ANOTHER barrage of Israeli air strikes killed at least three dozen Palestinians in southern Gaza, health workers said on Saturday.

This came as officials including a Hamas delegation gathered for high-level ceasefire talks in neighbouring Egypt.

Eleven members of a family, including two children, were among the dead after an air strike hit their home in Khan Younis, according to Nasser hospital, which received a total of 33 bodies from three strikes in and around the city that also hit tuk-tuks and passers by. 

Al-Aqsa Martyrs hospital said that it received three bodies from another strike.

First responders also recovered 16 bodies from the Hamad City area of Khan Younis after a partial pull out of Israeli forces, 10 bodies from a residential building west of Khan Younis and two farther south in Rafah. 

The circumstances of their deaths weren’t immediately clear, but the areas were repeatedly bombed by the Israeli military over the past week. 

Some residents returned to Hamad City, crunching on rubble as they walked between destroyed apartment buildings. One multistorey building’s entire wall was gone.

“There is nothing, no apartment, no furniture, no homes, only destruction,” Neveen Kheder said. “We are dying slowly. You know what, if they gave a mercy bullet, it would be better than what is happening to us.”

Meanwhile in Egypt, the United States delegation led by CIA director William Burns and White House Middle East adviser Brett McGurk held talks with senior Egyptian officials and then with Egyptian and Qatari mediators.

The Egyptian and Qatari negotiators were expected to meet with Hamas officials on Saturday evening. Hamas was not expected to take part directly in today’s talks but will be briefed by Egypt and Qatar.

Senior Hamas official Mahmoud Merdawy said that Hamas’s position hadn’t changed from accepting an earlier draft that would include the full withdrawal of Israeli forces from Gaza.

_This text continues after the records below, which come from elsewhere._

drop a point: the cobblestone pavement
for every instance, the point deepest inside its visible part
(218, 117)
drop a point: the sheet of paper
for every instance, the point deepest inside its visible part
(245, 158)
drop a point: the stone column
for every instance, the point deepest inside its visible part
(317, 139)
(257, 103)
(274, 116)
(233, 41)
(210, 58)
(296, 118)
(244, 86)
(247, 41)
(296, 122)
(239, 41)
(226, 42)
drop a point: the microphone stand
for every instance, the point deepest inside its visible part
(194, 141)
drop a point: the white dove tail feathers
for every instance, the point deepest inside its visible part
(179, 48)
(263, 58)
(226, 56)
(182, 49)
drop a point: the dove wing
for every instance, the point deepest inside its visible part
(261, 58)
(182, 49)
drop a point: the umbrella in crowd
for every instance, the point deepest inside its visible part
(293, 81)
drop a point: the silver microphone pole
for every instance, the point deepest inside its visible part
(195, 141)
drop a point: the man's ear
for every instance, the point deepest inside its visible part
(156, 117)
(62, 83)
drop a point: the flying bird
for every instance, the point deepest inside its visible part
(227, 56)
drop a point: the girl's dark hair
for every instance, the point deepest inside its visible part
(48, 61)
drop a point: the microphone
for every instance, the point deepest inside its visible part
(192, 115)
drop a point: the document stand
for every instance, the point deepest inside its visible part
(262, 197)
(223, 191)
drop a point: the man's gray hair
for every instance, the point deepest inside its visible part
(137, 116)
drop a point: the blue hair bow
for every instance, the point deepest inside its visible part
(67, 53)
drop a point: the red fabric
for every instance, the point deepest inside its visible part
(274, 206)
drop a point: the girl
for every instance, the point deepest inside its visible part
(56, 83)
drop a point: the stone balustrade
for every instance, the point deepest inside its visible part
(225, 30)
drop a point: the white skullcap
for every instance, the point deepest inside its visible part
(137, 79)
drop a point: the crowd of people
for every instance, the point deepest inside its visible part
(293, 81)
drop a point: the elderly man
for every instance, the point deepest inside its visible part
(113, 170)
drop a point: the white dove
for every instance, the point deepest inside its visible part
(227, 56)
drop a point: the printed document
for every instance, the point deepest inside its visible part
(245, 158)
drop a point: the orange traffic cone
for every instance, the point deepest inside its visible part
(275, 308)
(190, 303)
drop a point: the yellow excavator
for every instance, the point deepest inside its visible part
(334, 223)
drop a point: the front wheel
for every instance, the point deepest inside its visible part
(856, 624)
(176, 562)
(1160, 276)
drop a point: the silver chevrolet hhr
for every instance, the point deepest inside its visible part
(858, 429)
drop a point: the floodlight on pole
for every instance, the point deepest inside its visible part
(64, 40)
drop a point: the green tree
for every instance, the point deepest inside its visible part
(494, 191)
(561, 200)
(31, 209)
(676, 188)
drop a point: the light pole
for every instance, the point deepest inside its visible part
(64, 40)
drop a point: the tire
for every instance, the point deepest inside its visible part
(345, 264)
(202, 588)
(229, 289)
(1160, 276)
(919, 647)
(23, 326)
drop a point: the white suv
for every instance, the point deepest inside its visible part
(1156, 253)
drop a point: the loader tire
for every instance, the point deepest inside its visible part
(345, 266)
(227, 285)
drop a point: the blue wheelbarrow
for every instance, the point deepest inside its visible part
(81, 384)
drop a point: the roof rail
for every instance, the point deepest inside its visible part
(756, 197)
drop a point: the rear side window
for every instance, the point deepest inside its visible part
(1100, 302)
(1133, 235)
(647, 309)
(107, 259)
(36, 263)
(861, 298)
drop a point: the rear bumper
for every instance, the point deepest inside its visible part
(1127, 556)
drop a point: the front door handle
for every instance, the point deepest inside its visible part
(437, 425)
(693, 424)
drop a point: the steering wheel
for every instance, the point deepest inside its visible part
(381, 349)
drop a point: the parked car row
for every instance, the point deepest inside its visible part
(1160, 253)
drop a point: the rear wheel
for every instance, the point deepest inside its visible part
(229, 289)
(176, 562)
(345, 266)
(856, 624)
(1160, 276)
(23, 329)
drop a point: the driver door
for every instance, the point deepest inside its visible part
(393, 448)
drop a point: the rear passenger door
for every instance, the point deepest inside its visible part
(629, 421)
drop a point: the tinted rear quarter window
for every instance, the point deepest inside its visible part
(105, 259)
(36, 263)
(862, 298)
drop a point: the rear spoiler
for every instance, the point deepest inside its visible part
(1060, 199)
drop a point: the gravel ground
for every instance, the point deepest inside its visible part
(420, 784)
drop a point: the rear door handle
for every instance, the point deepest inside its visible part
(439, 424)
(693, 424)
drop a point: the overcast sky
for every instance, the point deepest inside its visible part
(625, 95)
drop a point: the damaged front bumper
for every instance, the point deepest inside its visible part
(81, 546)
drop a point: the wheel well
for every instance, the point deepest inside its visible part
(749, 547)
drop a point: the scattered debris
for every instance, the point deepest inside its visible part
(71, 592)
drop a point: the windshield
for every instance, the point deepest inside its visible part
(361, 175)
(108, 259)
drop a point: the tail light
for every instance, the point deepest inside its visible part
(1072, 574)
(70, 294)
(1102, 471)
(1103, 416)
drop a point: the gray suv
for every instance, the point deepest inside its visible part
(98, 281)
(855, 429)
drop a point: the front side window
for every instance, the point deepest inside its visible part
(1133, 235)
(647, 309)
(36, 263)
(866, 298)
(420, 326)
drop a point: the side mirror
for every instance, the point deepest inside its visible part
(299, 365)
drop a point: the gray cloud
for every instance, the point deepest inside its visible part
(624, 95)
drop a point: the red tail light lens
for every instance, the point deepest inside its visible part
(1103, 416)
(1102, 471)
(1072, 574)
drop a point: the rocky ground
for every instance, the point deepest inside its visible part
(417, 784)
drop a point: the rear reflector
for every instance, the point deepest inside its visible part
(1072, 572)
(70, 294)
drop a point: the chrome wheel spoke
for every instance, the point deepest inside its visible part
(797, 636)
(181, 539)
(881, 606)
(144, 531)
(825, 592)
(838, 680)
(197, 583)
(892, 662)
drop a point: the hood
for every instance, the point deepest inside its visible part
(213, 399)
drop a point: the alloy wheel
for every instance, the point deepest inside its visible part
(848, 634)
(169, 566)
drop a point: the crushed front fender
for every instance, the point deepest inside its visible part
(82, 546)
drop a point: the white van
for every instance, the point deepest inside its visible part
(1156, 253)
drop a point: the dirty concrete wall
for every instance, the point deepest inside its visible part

An Israeli delegation arrived in Egypt last Thursday, but the country’s far-right Israeli coalition government continues to face major protests at home and abroad calling for a ceasefire in the fighting in Gaza.

In the latest protest in Tel Aviv on Saturday, some Israelis again expressed anger with Prime Minister Benjamin Netanyahu as they pressed for a deal to bring home the hostages taken by Hamas during its October 7 attack.

“Remove him from his position and appoint a person who is able to return them,” said Ayala Metzger, daughter-in-law of Yoram Metzger, whose body was recovered in Gaza last week.